Xidó

Olha só a figura: Homem preto, bem preto mesmo, estatura mediana, gordinho, barriga bem avantajada e roliça, pernas finas, meio careca, dentuço, com um sorriso infantil maravilhoso, branco e espaçoso. Imagine essa figura impressionante caminhando no mato só de cueca, botas de couro cano baixo, meias negras puxadas até a canela. É assim que lembro dele caminhando nas intermináveis picadas mata à dentro.

Pessoa das mais benignas e bonachonas que conheci, o Xidó. Não lembro seu nome de batismo, pois nos trabalhos de campo todos tem apelido, alguns não gostam e dá até confusão, outros, caso do Xidó, vira identidade e seu nome verdadeiro fica perdido nos corações e mentes de seus familiares.

Conheci esse maravilhoso personagem nos trabalhos que fiz como geólogo no Rio Jatapú e em Rondônia nos anos de 1983 a 1990. Não me lembro de um momento sequer dele sério, demonstrando infelicidade ou insatisfação, vivia sempre sorrindo e caminhando lentamente para realizar seu trabalho. Era o motorista da lancha que levava a "piãozada" pro mato, para realizar serviços de sondagem e topografia, pois na Amazônia os rios são como ruas e os veículos de transporte são as lanchas, as canoas e os barcos.

Do nosso acampamento nas margens do Rio Jatapú na foz do Igarapé Arraia até a cidade de Urucará levávamos cerca de três horas de viagem em uma lancha pequena de alumínio, com um motor Yamaha de 25 HP. Eu normalmente cochilava, lia, olhava a belíssima paisagem e a fauna farta da região, pensava, ficava com dores nas costas, jogava água na cabeça, tirava e colocava o chapéu várias vezes e me impressionava com a impassividade do Xidó na popa da lancha segurando o leme. O barulho do motor se tornava ao longo do tempo uma canção de ninar, e o Xidó lá, firme, tranquilo, alerta, olhava-o vez por outra e ele sorria, sereno. Dava-me muita tranquilidade e segurança. Eu sabia que chegar ao nosso destino era apenas uma questão de tempo, pois tudo o mais estava resolvido pelo meu querido amigo e companheiro de labuta.

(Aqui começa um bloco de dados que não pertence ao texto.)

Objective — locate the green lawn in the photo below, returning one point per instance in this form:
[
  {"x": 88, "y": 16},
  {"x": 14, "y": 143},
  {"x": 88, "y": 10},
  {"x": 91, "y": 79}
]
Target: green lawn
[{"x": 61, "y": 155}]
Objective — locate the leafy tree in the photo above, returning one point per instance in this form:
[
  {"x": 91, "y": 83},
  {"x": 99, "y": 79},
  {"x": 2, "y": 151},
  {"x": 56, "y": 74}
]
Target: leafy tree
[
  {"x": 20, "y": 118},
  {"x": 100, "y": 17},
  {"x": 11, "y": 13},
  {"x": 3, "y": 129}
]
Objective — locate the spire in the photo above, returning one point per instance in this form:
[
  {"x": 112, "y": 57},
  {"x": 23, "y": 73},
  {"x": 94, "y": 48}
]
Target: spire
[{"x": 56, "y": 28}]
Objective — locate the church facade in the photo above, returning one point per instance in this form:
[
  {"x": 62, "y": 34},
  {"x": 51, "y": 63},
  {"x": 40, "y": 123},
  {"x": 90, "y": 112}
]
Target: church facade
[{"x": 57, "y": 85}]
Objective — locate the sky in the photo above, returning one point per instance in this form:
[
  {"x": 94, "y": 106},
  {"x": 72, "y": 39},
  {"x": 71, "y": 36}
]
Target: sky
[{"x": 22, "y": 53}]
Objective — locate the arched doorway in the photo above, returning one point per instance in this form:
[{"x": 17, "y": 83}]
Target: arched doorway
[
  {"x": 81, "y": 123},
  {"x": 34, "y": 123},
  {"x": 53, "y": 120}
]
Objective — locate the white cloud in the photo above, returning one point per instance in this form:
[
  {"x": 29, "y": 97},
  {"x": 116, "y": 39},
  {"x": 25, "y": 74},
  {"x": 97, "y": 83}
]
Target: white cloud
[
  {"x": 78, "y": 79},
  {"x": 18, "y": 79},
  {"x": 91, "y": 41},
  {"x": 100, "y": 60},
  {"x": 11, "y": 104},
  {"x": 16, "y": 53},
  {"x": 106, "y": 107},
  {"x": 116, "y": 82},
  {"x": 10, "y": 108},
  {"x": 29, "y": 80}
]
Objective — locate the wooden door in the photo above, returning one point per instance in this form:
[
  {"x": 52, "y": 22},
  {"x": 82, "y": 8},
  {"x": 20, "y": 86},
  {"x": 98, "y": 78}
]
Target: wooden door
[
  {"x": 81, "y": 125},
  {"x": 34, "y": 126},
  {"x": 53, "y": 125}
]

Sinto-me privilegiado de conviver com figuras e personagens como esta, o Xidó, amigão, protetor, parceiro incondicional. Quando chegávamos a Urucará, normalmente eu subia uma ribanceira e ia tomar as providências administrativas necessárias para manter a equipe de pesquisa no campo, fazia compras de rancho, deixava minhas coisas no hotelzinho do Beltrão, buscava o posto da telefônica, ligava para nossa sede em Manaus e dava notícias, enfim, cuidava da logística e das nossas necessidades técnicas. Nunca me preocupava com o que fazer da lancha, isso o Xidó dava um jeito e normalmente era melhor do que eu poderia fazer, puxava-a sozinho ribanceira acima, guardava no quintal do hotel e colocava um cadeado bem grosso pra não ficarmos a ver navios. Quando terminava de fazer as coisas, já à boca da noite, saíamos pra namorar, pra dançar, pra beber e outras coisas mais. Nunca vi o Xidó com namorada, mas ele se gabava que tinha uma lá pras bandas do campo de futebol, eu acreditava e dava todo o apoio, mas nunca vi a garota.

Perdi contato com ele em 1991 e nunca mais o vi. Sei, no entanto que ele lembra de mim com carinho, assim como eu, éramos amigos, dividimos muitas vezes nossas tristezas, dormimos inúmeras vezes à luz do luar por entre as folhas fartas dos arvoredos amazônicos, rimos de nós mesmos fazendo traquinagens nas cidades por onde passávamos, sentimos medo dos perigos que enfrentamos nos rios caudalosos da região, ouvimos juntos os barulhos inconfundíveis da floresta e nunca me esqueço do dia que ele ficou ao meu lado e me defendeu diante de toda a turma de trabalhadores que se amotinaram após uma dura e cansativa jornada de campo. Por isso finalizo minhas lembranças expressando minha gratidão e meu grande afeto pelo inesquecível Xidó.